Un documentaire de Jean-Yves Guilleux
Aujourd'hui le budget alloué aux musiques de film semble être devenu le parent pauvre de l'industrie cinématographique. Les B.O ressemblent de plus en plus à des compilations de titres déjà entendus ailleurs. Les « emprunts » postmodernes plombent la création, c'est à se demander si la majorité décideurs des machines à rêves (bien sûr il y'a des exceptions) possèdent une once de culture musicale.
Au plus jeune age, les musiques des Fantômas me plongeaient dans une joie extatique et j'imaginais des aventures avec mes action Joe, la musique du générique en tête. Bien sûr à l'époque je ne savais pas qui étais Michel Magne. Plus tard j'ai découvert l'auteur de ces musiques. Je suis passé par une phase « films de Jean-Yanne » surtout : Tout le monde il est beau, Moi y'en a vouloir des sous, Showbizness et Les chinois à Paris. Les plus grandes heures de l'association Michel Magne / Jean-Yanne restant les B.O des deux premiers films suscités. L'humour, la classe et la démesure Magnienne y sont comme concentrés. J'avais compris que Michel Magne était bien plus qu'un compositeur de B.O sympa pop dont certains titres comblaient de joie les branchagas de quelques modes éphémères. Bertrand Burgalat m'avait fait découvrir « L'amour de vivre », une touchante autobiographie de Magne.
Les musiques de Michel Magne. À lui plus qu'à certains autres qui n'en sont restés qu'aux empreints « kitsch top délire », à coté de la plaque réservée aux soirées de l'ambassadeur.
Quasiment trente ans après la disparition du maître, gloire doit être rendu à Jean-Yves Guilleux pour avoir réalisé un documentaire aussi passionnant qu'émouvant Michel Magne fantaisiste pop disponible sur l'édition en Blueray des Tontons flingeurs. Au fil d'entretiens avec des fan activistes (Bertrand Burgalat, Stéphane Lerouge de sa famille, Marie-Claude Magne, sa fille, sa première femme) et des témoins (Dominique Blanc-Francard, Robert Hossein, Georges Lautner, Costa-Gavras) se dessine en creux le portrait d'un être multiple. Michel Magne est à la fois le compositeur de musiques expérimentales et de la série des Angélique. Simultanément plasticien et potache. Un être à vif et un avant-gardiste. Michel Magne, fantaisiste pop permet aussi de toucher du doigt la folie que fut le château d'Hérouville où enregistrèrent -avec Dominique Blanc Francard aux consoles- Pink Floyd, le Grateful Dead, Elton John, David Bowie, Marc Bolan, Gong, Nougaro, Vassiliu et Dashiell Hedayat, pour ne citer qu'eux. Si tout ce beau monde se pressait au studio d'Hérouville c'est qu'en plus du cadre enchanteur, du matériel et des ingénieurs à la pointe, planait sur le château l'ombre d'un véritable artiste. Un musicien plus doué pour générer des atmosphères créatrices uniques, emmener dans des sphères baroques ses hôtes que de gérer les affaires courantes.

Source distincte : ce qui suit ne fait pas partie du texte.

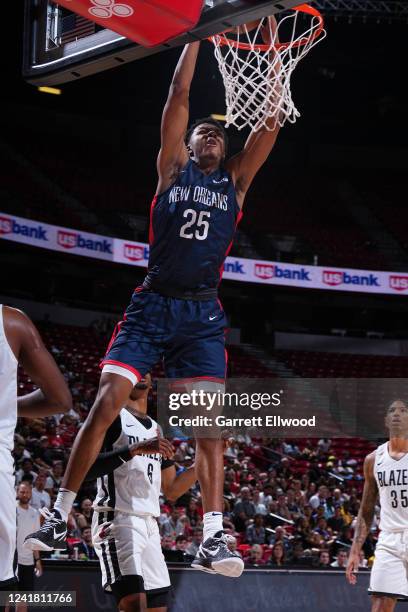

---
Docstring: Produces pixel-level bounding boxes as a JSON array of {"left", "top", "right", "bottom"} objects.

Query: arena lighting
[{"left": 37, "top": 87, "right": 62, "bottom": 96}]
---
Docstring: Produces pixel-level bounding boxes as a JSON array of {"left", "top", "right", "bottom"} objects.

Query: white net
[{"left": 211, "top": 7, "right": 326, "bottom": 131}]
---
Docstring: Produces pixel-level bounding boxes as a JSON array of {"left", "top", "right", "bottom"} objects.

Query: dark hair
[{"left": 184, "top": 117, "right": 228, "bottom": 153}]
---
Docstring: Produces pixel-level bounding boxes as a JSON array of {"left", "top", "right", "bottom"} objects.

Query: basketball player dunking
[
  {"left": 0, "top": 304, "right": 72, "bottom": 590},
  {"left": 25, "top": 26, "right": 278, "bottom": 576},
  {"left": 347, "top": 400, "right": 408, "bottom": 612}
]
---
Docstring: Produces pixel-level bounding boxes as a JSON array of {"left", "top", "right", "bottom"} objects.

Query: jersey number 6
[{"left": 180, "top": 208, "right": 211, "bottom": 240}]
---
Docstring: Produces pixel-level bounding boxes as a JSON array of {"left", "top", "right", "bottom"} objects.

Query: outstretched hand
[{"left": 346, "top": 553, "right": 360, "bottom": 584}]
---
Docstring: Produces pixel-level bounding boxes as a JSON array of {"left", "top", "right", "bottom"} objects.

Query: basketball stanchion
[{"left": 49, "top": 0, "right": 203, "bottom": 47}]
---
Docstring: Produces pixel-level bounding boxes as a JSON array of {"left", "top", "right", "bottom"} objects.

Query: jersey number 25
[{"left": 180, "top": 208, "right": 211, "bottom": 240}]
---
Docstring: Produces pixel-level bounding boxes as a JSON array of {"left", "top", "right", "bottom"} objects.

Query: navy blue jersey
[{"left": 143, "top": 160, "right": 241, "bottom": 291}]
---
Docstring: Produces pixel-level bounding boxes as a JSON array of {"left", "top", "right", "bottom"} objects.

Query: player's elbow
[{"left": 170, "top": 79, "right": 190, "bottom": 100}]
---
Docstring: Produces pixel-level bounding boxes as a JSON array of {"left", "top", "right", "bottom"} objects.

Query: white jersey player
[
  {"left": 0, "top": 305, "right": 71, "bottom": 590},
  {"left": 347, "top": 400, "right": 408, "bottom": 612},
  {"left": 86, "top": 374, "right": 196, "bottom": 612}
]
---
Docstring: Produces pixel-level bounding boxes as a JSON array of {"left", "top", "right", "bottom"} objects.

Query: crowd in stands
[{"left": 14, "top": 326, "right": 378, "bottom": 567}]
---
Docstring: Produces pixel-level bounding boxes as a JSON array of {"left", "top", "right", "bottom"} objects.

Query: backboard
[{"left": 23, "top": 0, "right": 299, "bottom": 85}]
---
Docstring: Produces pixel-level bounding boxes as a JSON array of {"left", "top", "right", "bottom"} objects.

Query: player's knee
[
  {"left": 86, "top": 389, "right": 125, "bottom": 429},
  {"left": 371, "top": 595, "right": 397, "bottom": 612},
  {"left": 118, "top": 593, "right": 147, "bottom": 612}
]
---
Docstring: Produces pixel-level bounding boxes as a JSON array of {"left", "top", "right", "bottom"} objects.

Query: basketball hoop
[{"left": 209, "top": 4, "right": 326, "bottom": 131}]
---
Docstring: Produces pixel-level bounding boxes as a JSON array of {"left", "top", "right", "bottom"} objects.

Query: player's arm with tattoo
[{"left": 346, "top": 451, "right": 378, "bottom": 584}]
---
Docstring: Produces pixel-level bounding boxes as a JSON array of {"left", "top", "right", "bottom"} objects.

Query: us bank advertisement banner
[{"left": 0, "top": 212, "right": 408, "bottom": 295}]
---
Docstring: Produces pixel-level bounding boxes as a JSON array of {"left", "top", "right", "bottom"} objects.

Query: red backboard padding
[{"left": 54, "top": 0, "right": 203, "bottom": 47}]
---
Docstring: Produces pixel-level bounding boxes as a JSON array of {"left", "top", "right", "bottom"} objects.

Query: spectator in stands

«J'aimerais bien m'associer avec toi au Château d'Hérouville».
(Johnny Hallyday, Hérouville, juin 1971)
Le documentaire regorge d'histoires que je ne déflorerai pas ici, si ce n'est un mythique concert improvisé du Grateful Dead devant un public autochtone et rural involontairement lysergisquifié.
Michel Magne, ce sont les confettis jetés lors d'un concert, un discours d'Hitler passé à l'envers (pour lui faire « ravaler ses paroles »), une messe composée pour Magma, un mariage en costume avec les paysans d'Hérouville, une trilogie électronique autour des éléments (un conseil: ne jamais composer de disques autour des éléments cela semble porter malheur, pensez aussi au Smile de Brian Wilson) et un cousin de Mickey crucifié sur l'autel des conflits moyen-orientaux. Ce documentaire permet de comprendre tout cet univers mental iconoclaste.
Des artistes comme Michel Magne ont su se faire rejoindre l'art et le commerce avec une facilité apparente. Comme si les contraintes permettaient par l'opposition de forces contraires d'allumer une étincelle unique qui n'aurait pas pu exister autrement.
Le monde a besoin de plus d'artistes visionnaires comme Michel Magne et de moins de gestionnaires. Peut-être qu'un jour le conservatoire de Paris sortira du XIX ème siècle et considérera enfin la pop et les musiques de films comme des arts majeurs. En attendant, reste le visionnage de ce documentaire pour tous les futurs aspirants compositeurs.